Environmental liability is a matter of fairness. The deterrence effect of environmental liability also helps to reduce environmental pollution. Unsurprisingly, environmental liability acts have emerged in many jurisdictions around the globe. Quite a number of them will soon go under revision. In view of that, we undertake the development of a Model Law on Environmental Liability. Our model law covers both the public law and the private law side of environmental liability, offering more choices for regulators.
During the last 15 years, climate change litigation, including tort litigation against “carbon majors” (private companies having substantially contributed to climate change) has also spread across the globe. However, classic tort law has, in most jurisdictions, not adapted to process tort climate change claims. As these claims are frequently raised, we offer users the possibility to integrate climate change liability into their respective environmental liability act. We recommend setting up a few particular rules for climate change tort litigation. Leaving judges with the current tort law system is not an attractive alternative. Without specific rules, judges face the uncomfortable choice of either overburdening the companies that contributed to climate change with a disproportionate compensation obligation for the entire damage or to leave the victims of climate change without effective rights. Please take a look at how we offer jurisdictions the possibility to strike a fair balance.
In view of the different implementation capacities of jurisdictions, including those of developed economies, the following colour coding is used in this Model Law on Environmental Liability:
- Green stands for provisions which are “technically easy to implement” or “unavoidable / essential whilst being of medium difficulty to implement”; we thus recommend the green provisions for all jurisdictions.
- The provisions marked in yellow are all of medium difficulty.

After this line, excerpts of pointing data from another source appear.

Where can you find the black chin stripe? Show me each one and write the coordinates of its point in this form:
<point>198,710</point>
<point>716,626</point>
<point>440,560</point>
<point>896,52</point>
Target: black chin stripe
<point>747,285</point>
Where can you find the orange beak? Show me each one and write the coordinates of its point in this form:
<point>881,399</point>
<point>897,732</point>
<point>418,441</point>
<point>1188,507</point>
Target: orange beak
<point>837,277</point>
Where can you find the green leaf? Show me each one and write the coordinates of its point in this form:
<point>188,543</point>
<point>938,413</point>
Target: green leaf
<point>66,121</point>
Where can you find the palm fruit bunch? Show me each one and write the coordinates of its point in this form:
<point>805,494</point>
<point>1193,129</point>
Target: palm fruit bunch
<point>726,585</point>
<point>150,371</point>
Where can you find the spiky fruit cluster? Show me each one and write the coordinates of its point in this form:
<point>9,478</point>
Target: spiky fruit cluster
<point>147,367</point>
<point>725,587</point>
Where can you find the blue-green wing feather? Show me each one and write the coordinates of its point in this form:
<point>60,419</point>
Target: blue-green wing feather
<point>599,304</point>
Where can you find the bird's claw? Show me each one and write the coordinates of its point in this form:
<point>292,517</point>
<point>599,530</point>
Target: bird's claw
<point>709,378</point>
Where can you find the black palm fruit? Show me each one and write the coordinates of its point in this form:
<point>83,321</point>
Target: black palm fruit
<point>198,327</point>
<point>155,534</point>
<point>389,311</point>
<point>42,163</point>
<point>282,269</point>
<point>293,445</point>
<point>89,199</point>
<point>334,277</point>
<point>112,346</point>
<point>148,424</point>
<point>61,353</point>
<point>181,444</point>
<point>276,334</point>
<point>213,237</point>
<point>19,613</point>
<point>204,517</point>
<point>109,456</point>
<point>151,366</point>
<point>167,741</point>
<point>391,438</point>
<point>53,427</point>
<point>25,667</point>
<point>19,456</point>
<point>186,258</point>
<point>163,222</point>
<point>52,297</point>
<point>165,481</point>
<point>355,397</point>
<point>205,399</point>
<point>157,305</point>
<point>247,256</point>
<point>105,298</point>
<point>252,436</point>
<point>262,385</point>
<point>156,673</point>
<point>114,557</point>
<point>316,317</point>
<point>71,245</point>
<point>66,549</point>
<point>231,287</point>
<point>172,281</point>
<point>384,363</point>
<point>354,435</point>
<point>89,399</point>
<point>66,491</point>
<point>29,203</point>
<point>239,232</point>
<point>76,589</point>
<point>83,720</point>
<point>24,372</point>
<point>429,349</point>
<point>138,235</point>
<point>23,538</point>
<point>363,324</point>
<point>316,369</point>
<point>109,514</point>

The model law is constructed in such a way that it could “stand” with the green provisions alone, but that the sections or provisions in yellow can be added as extension modules.
In the above, we refer to the aspect of technically simple and medium implementation. This parameter alone should not be the basis on which provisions are included or excluded in a particular regulation. What is more important is the overall quantitative implementation and in particular, the enforcement capacity of the jurisdiction, even very advanced technical jurisdictions should consider this carefully. Hence the following questions need to be answered:
- Do we have the necessary (quantitative) enforcement capacities to enforce all the provisions we deem ideal?
- If not, which provisions shall we mainly focus on in terms of enforcement, where shall we steer our resources?
As a result of this sequence of questions, even some provisions marked in green will need to be eliminated at the end of the day, and this even in technically very advanced jurisdictions. Again, we encourage the regulator to be selective.